Hi.
There's issue with join pushdown after
commit 86dc90056dfdbd9d1b891718d2e5614e3e432f35
Author: Tom Lane <t...@sss.pgh.pa.us>
Date: Wed Mar 31 11:52:34 2021 -0400
Rework planning and execution of UPDATE and DELETE
To make sure that join pushdown path selected, one can patch
contrib/postgres_fdw/postgres_fdw.c in the following way:
diff --git a/contrib/postgres_fdw/postgres_fdw.c
b/contrib/postgres_fdw/postgres_fdw.c
index c48a421e88b..c2bf6833050 100644
--- a/contrib/postgres_fdw/postgres_fdw.c
+++ b/contrib/postgres_fdw/postgres_fdw.c
@@ -5959,6 +5959,8 @@ postgresGetForeignJoinPaths(PlannerInfo *root,
/* Estimate costs for bare join relation */
estimate_path_cost_size(root, joinrel, NIL, NIL, NULL,
&rows, &width,
&startup_cost, &total_cost);
+
+ startup_cost = total_cost = 0;
/* Now update this information in the joinrel */
joinrel->rows = rows;
joinrel->reltarget->width = width;
Now, this simple test shows the issue:
create extension postgres_fdw;
DO $d$
BEGIN
EXECUTE $$CREATE SERVER loopback FOREIGN DATA WRAPPER
postgres_fdw
OPTIONS (dbname '$$||current_database()||$$',
port '$$||current_setting('port')||$$')$$;
END;
$d$;
CREATE USER MAPPING FOR CURRENT_USER SERVER loopback;
CREATE TABLE base_tbl (a int, b int);
CREATE FOREIGN TABLE remote_tbl (a int, b int)
SERVER loopback OPTIONS (table_name 'base_tbl');
insert into remote_tbl select generate_series(1,100),
generate_series(1,100);
explain verbose update remote_tbl d set a= case when current_timestamp>
'2012-02-02'::timestamp then 5 else 6 end FROM remote_tbl AS t (a, b)
WHERE d.a = (t.a);
QUERY PLAN
------------------------------------------------------------------------------------------------------------------------------------------------------------------------------------------------------------
Update on public.remote_tbl d (cost=0.00..42.35 rows=0 width=0)

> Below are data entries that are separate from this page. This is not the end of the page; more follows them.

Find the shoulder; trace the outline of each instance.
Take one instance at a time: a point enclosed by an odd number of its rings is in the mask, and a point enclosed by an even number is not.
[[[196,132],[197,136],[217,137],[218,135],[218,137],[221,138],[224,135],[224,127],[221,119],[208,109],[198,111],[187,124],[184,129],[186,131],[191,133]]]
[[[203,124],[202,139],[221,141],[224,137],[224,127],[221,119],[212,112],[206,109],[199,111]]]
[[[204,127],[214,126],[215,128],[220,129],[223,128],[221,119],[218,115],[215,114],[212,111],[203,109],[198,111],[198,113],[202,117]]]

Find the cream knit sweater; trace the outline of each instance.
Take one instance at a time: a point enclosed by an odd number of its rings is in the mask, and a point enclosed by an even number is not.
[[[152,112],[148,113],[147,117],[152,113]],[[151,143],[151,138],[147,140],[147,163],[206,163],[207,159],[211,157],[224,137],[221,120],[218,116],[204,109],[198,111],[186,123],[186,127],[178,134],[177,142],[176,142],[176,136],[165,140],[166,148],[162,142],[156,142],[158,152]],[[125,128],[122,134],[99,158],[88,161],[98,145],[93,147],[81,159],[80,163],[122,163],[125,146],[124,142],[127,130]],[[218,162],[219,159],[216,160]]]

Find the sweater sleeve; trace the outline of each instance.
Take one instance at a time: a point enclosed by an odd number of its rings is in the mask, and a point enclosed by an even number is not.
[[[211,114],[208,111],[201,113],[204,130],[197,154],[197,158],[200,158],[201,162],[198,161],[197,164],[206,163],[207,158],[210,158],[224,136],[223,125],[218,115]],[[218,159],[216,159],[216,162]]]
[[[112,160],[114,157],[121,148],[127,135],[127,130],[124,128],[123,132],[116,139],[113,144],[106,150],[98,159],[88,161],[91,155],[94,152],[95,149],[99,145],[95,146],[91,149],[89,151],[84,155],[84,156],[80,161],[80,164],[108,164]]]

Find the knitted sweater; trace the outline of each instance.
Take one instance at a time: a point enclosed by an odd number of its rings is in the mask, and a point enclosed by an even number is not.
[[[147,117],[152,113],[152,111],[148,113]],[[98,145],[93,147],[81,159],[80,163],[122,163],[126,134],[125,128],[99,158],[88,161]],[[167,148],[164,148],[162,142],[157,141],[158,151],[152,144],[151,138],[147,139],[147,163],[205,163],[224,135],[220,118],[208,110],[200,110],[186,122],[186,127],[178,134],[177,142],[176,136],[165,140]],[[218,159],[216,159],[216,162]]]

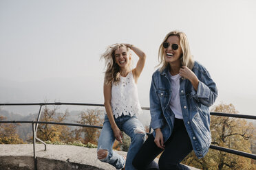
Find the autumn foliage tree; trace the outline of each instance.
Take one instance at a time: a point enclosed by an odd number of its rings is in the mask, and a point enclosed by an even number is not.
[[[102,110],[87,109],[82,111],[80,114],[80,120],[78,123],[89,125],[103,125],[103,111]],[[82,141],[83,143],[88,142],[97,144],[100,130],[87,127],[81,127],[73,131],[75,134],[75,139]]]
[[[224,104],[215,106],[212,112],[238,113],[233,104]],[[251,153],[250,139],[255,133],[252,123],[228,117],[211,116],[211,119],[213,145]],[[182,162],[201,169],[256,169],[250,158],[215,149],[210,149],[202,159],[197,158],[192,152]]]
[[[0,116],[0,121],[6,117]],[[21,144],[23,141],[19,138],[17,132],[19,124],[0,123],[0,144]]]
[[[65,110],[64,113],[58,112],[58,109],[55,106],[53,109],[50,109],[45,106],[40,121],[63,123],[67,118],[68,112]],[[39,124],[36,136],[43,141],[67,143],[72,140],[70,128],[60,125]]]

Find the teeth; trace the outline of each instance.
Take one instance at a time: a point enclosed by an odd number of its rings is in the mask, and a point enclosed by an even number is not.
[[[173,53],[167,53],[167,55],[168,56],[173,56]]]

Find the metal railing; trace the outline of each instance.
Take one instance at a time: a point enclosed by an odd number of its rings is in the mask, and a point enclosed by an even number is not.
[[[0,104],[0,106],[40,106],[39,111],[37,117],[37,121],[0,121],[0,123],[31,123],[32,126],[32,133],[33,133],[33,157],[34,157],[34,169],[36,170],[36,149],[35,144],[36,141],[42,143],[45,145],[45,150],[46,151],[46,143],[42,140],[36,137],[36,132],[39,123],[42,124],[52,124],[52,125],[70,125],[70,126],[81,126],[91,128],[99,128],[101,129],[102,126],[90,125],[83,125],[78,123],[58,123],[58,122],[47,122],[47,121],[39,121],[41,108],[43,106],[47,105],[72,105],[72,106],[104,106],[103,104],[81,104],[81,103],[32,103],[32,104]],[[142,107],[143,110],[149,110],[149,107]],[[253,115],[244,115],[244,114],[228,114],[228,113],[220,113],[220,112],[211,112],[211,115],[219,116],[219,117],[235,117],[242,119],[248,119],[256,120],[256,116]],[[233,154],[238,156],[242,156],[244,157],[252,158],[256,160],[256,155],[246,153],[241,151],[237,151],[229,148],[219,147],[216,145],[211,145],[211,149],[216,149],[219,151],[225,151],[227,153]]]

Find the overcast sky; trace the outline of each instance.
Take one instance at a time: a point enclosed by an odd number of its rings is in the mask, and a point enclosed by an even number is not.
[[[147,56],[138,87],[149,106],[159,45],[178,29],[217,84],[215,105],[256,115],[255,9],[254,0],[1,0],[0,103],[103,104],[100,54],[125,42]]]

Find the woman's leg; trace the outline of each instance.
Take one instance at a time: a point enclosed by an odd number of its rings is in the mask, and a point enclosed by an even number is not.
[[[125,160],[122,156],[112,149],[115,138],[110,123],[106,117],[98,141],[97,156],[100,161],[107,162],[116,169],[121,169]]]
[[[137,169],[149,169],[149,168],[153,168],[153,167],[156,169],[158,168],[153,165],[153,160],[163,150],[158,147],[154,140],[155,138],[153,134],[150,134],[136,155],[133,165]]]
[[[135,116],[127,120],[123,123],[122,129],[131,138],[131,145],[127,152],[125,169],[136,169],[132,165],[132,160],[145,140],[146,132],[143,125]]]
[[[164,145],[158,162],[160,169],[189,169],[180,164],[193,149],[183,120],[175,119],[173,132]]]

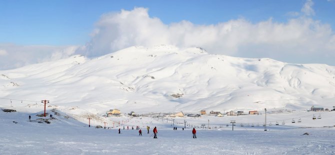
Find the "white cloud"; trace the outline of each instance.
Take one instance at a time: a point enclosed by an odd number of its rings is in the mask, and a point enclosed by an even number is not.
[[[312,8],[314,3],[312,0],[307,0],[302,8],[302,12],[304,12],[306,16],[315,15],[314,10]]]
[[[7,51],[4,50],[0,50],[0,56],[4,56],[8,54]]]
[[[77,49],[76,46],[18,46],[0,44],[6,56],[0,56],[0,70],[20,68],[28,64],[68,58]]]
[[[302,12],[314,14],[312,6],[308,0]],[[91,41],[79,52],[94,56],[134,45],[166,44],[200,46],[210,53],[232,56],[334,64],[330,58],[335,58],[329,56],[334,55],[334,36],[329,25],[306,16],[285,22],[270,18],[252,23],[240,18],[212,25],[188,21],[166,24],[150,17],[148,9],[139,8],[102,16]]]

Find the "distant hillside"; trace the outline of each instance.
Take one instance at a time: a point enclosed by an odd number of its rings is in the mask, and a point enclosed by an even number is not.
[[[201,48],[132,46],[0,70],[0,98],[93,113],[330,108],[335,67],[210,54]],[[8,103],[0,102],[0,105]]]

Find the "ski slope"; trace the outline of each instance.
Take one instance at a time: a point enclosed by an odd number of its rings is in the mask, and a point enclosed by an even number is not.
[[[96,128],[95,125],[104,124],[92,121],[90,128],[78,121],[70,114],[58,110],[47,111],[54,118],[36,116],[36,112],[0,111],[0,154],[335,154],[335,112],[323,114],[323,118],[310,123],[307,119],[299,124],[264,126],[240,126],[240,120],[232,130],[229,126],[214,128],[216,124],[229,124],[226,120],[236,118],[233,116],[218,118],[203,116],[196,119],[190,118],[169,118],[166,120],[142,117],[107,118],[106,127],[112,127],[110,121],[123,120],[121,134],[114,128]],[[310,113],[307,112],[307,113]],[[43,112],[42,112],[42,114]],[[28,116],[32,116],[28,121]],[[290,114],[291,115],[292,114]],[[289,116],[292,116],[290,115]],[[279,119],[287,116],[281,114]],[[252,116],[248,120],[258,121]],[[271,117],[269,117],[271,118]],[[50,124],[38,123],[38,119],[49,119]],[[175,119],[175,124],[171,119]],[[221,119],[224,118],[224,119]],[[246,118],[242,118],[242,119]],[[197,138],[192,138],[192,128],[178,123],[186,120],[190,124],[206,124],[210,120],[210,129],[196,128]],[[126,121],[127,122],[126,122]],[[14,123],[13,122],[16,122]],[[308,126],[330,126],[328,127],[299,128]],[[316,125],[317,124],[317,125]],[[134,126],[142,128],[142,136],[138,130],[131,130]],[[146,126],[150,126],[150,134]],[[126,130],[123,130],[123,126]],[[130,130],[126,130],[126,126]],[[158,138],[152,138],[152,129],[157,126]],[[177,127],[176,130],[173,127]],[[207,126],[207,124],[206,124]],[[308,132],[309,135],[302,135]]]
[[[335,106],[335,67],[326,64],[136,46],[92,59],[76,55],[0,70],[0,108],[16,110],[0,110],[0,154],[335,154],[335,112],[306,110]],[[44,113],[44,100],[52,119],[36,116]],[[120,116],[104,116],[114,108]],[[168,114],[201,110],[260,114]],[[146,116],[128,116],[132,111]],[[111,128],[94,128],[105,122]],[[123,130],[136,126],[143,136]],[[158,127],[158,139],[146,134],[148,126],[150,133]]]

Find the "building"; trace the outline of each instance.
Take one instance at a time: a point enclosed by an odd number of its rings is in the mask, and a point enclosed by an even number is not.
[[[228,116],[236,116],[236,113],[233,111],[227,112]]]
[[[258,112],[256,110],[249,111],[249,114],[258,114]]]
[[[121,112],[120,110],[115,108],[114,110],[110,110],[109,111],[106,112],[106,114],[108,116],[119,116],[121,114]]]
[[[214,111],[213,111],[213,110],[212,110],[212,111],[210,111],[210,114],[220,114],[220,113],[221,113],[221,112],[214,112]]]
[[[324,108],[320,106],[312,106],[310,110],[312,112],[323,111]]]
[[[244,112],[243,111],[238,111],[238,114],[237,114],[238,116],[244,115]]]
[[[170,117],[172,118],[175,118],[176,116],[178,116],[178,117],[184,117],[184,114],[182,112],[179,112],[172,114],[170,115]]]

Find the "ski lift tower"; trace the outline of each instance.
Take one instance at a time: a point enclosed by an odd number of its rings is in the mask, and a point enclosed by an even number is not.
[[[230,123],[232,124],[232,130],[234,130],[234,124],[236,123],[235,120],[230,120]]]
[[[264,126],[264,131],[266,131],[266,108],[264,109],[265,110],[265,126]]]

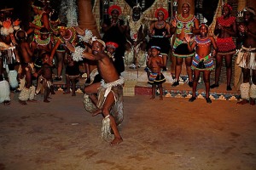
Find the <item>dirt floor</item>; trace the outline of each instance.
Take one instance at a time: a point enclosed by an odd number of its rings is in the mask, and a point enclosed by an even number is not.
[[[57,91],[50,103],[38,95],[27,105],[17,96],[0,105],[0,169],[256,169],[256,106],[125,97],[124,142],[110,146],[82,94]]]

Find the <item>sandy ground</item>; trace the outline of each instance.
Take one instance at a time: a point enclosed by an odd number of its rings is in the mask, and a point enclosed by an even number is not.
[[[0,169],[256,169],[256,106],[125,97],[124,142],[110,146],[82,94],[57,91],[48,104],[38,95],[27,105],[17,95],[0,105]]]

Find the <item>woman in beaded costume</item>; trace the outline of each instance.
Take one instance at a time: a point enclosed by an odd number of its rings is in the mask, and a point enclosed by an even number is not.
[[[118,43],[119,48],[116,48],[116,54],[120,57],[124,57],[126,39],[125,34],[125,21],[119,18],[121,14],[122,11],[119,6],[110,6],[108,8],[108,14],[111,16],[111,18],[103,21],[102,29],[102,32],[104,33],[102,40],[104,42],[114,42]]]
[[[186,41],[188,42],[188,48],[189,51],[193,51],[195,48],[195,56],[192,61],[192,70],[194,70],[194,79],[193,79],[193,94],[189,99],[189,102],[193,102],[195,98],[195,92],[197,82],[200,78],[200,75],[203,73],[203,79],[206,86],[206,100],[207,103],[212,103],[209,98],[210,91],[210,74],[214,69],[214,63],[211,57],[211,47],[217,50],[217,45],[213,37],[208,36],[208,26],[205,24],[200,26],[200,35],[195,37],[195,41],[190,45],[190,37],[186,35]],[[215,53],[214,53],[215,54]]]
[[[69,42],[72,44],[75,45],[77,41],[76,31],[73,27],[67,27],[66,24],[61,23],[58,26],[60,36],[55,39],[54,48],[52,48],[50,54],[50,60],[53,61],[54,55],[57,52],[56,55],[56,65],[57,65],[57,75],[55,76],[55,80],[62,80],[62,69],[64,64],[64,57],[66,55],[66,50],[68,50],[66,48],[66,42]]]
[[[29,23],[30,28],[26,31],[26,34],[34,33],[34,37],[37,37],[42,27],[49,30],[49,14],[44,10],[44,3],[38,0],[33,3],[32,8],[35,16],[33,21]]]
[[[199,21],[194,14],[189,14],[190,3],[184,2],[182,5],[182,14],[177,14],[172,21],[172,32],[176,32],[176,38],[173,44],[173,56],[176,57],[175,82],[172,87],[179,85],[179,76],[182,71],[183,60],[185,60],[187,74],[189,76],[189,86],[193,86],[193,73],[191,70],[192,58],[195,51],[188,48],[185,36],[190,37],[190,43],[193,42],[194,34],[199,33]]]
[[[231,6],[227,3],[224,4],[222,9],[223,15],[217,19],[214,34],[218,35],[216,42],[218,52],[216,56],[215,83],[211,85],[211,88],[218,87],[221,65],[223,58],[224,58],[227,71],[227,90],[232,90],[232,56],[236,54],[236,48],[232,37],[236,35],[236,17],[230,15],[231,11]]]
[[[164,63],[163,71],[166,71],[168,54],[171,49],[169,38],[172,37],[170,32],[171,26],[166,22],[168,11],[162,8],[157,8],[154,16],[157,18],[157,20],[150,25],[148,48],[150,48],[151,46],[160,48],[160,55],[162,55]]]
[[[145,54],[147,47],[146,36],[148,26],[139,3],[132,8],[132,16],[128,16],[125,31],[126,43],[125,63],[130,68],[145,65]]]

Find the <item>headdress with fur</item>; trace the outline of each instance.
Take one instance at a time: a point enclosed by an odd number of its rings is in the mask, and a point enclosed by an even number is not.
[[[117,48],[119,47],[119,44],[117,44],[116,42],[108,42],[106,43],[106,46],[107,47],[109,47],[109,48]]]
[[[121,8],[118,5],[112,5],[108,8],[108,14],[111,15],[112,11],[117,10],[119,14],[119,15],[122,14]]]
[[[155,18],[157,18],[158,13],[163,13],[163,14],[164,14],[164,20],[166,20],[168,18],[168,16],[169,16],[168,11],[166,8],[160,8],[156,9],[156,11],[154,13]]]

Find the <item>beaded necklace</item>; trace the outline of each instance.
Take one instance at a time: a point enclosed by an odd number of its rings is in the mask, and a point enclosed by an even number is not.
[[[35,41],[38,45],[48,45],[50,41],[50,36],[45,40],[42,40],[40,37],[35,38]]]
[[[162,21],[156,21],[156,26],[157,26],[156,27],[158,29],[161,29],[161,28],[165,27],[166,22],[164,20],[162,20]]]
[[[177,21],[182,23],[188,23],[188,22],[194,21],[195,18],[195,16],[191,14],[186,18],[184,18],[182,14],[176,15],[176,19],[177,20]]]
[[[195,16],[193,14],[189,14],[189,17],[183,18],[182,14],[177,14],[175,16],[177,20],[177,30],[176,33],[180,34],[183,28],[185,28],[184,32],[189,34],[191,33],[191,27],[194,27],[194,20]]]
[[[134,21],[131,17],[129,26],[131,30],[131,37],[137,41],[138,31],[141,26],[143,26],[143,30],[144,30],[144,24],[143,23],[143,17],[141,16],[140,20],[137,21]]]
[[[59,37],[62,43],[64,43],[66,41],[68,41],[71,43],[73,43],[73,41],[76,38],[76,32],[75,32],[74,28],[73,28],[73,27],[67,28],[67,31],[69,32],[69,37],[64,37],[62,36],[61,36]]]
[[[208,46],[211,44],[211,39],[208,36],[205,38],[201,38],[200,36],[195,36],[195,41],[200,47]]]
[[[49,28],[53,31],[53,33],[58,32],[58,27],[57,26],[53,26],[51,23],[49,23]]]
[[[223,26],[230,26],[232,24],[235,23],[236,17],[230,16],[228,19],[224,19],[224,16],[218,18],[218,23]]]
[[[35,15],[32,23],[38,26],[42,26],[41,18],[42,18],[43,14],[44,14],[44,13],[45,12],[43,11],[40,14]]]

Remote SQL: UPDATE public.base_tbl SET a = $2 WHERE ctid = $1
-> Foreign Scan (cost=0.00..42.35 rows=8470 width=74)
Output: CASE WHEN (CURRENT_TIMESTAMP > '2012-02-02
00:00:00'::timestamp without time zone) THEN 5 ELSE 6 END, d.ctid, d.*,
t.*
Relations: (public.remote_tbl d) INNER JOIN (public.remote_tbl
t)
Remote SQL: SELECT r1.ctid, CASE WHEN (r1.*)::text IS NOT NULL
THEN ROW(r1.a, r1.b) END, CASE WHEN (r2.*)::text IS NOT NULL THEN
ROW(r2.a, r2.b) END FROM (public.base_tbl r1 INNER JOIN public.base_tbl
r2 ON (((r1.a = r2.a)))) FOR UPDATE OF r1
-> Merge Join (cost=433.03..566.29 rows=8470 width=70)
Output: d.ctid, d.*, t.*
Merge Cond: (d.a = t.a)
-> Sort (cost=211.00..214.10 rows=1241 width=42)
Output: d.ctid, d.*, d.a
Sort Key: d.a
-> Foreign Scan on public.remote_tbl d
(cost=100.00..147.23 rows=1241 width=42)
Output: d.ctid, d.*, d.a
Remote SQL: SELECT a, b, ctid FROM
public.base_tbl FOR UPDATE
-> Sort (cost=222.03..225.44 rows=1365 width=36)
Output: t.*, t.a
Sort Key: t.a
-> Foreign Scan on public.remote_tbl t
(cost=100.00..150.95 rows=1365 width=36)
Output: t.*, t.a
Remote SQL: SELECT a, b FROM public.base_tbl
update remote_tbl d set a= case when current_timestamp>
'2012-02-02'::timestamp then 5 else 6 end FROM remote_tbl AS t (a, b)
WHERE d.a = (t.a);
You'll get
ERROR: input of anonymous composite types is not implemented
CONTEXT: whole-row reference to foreign table "remote_tbl"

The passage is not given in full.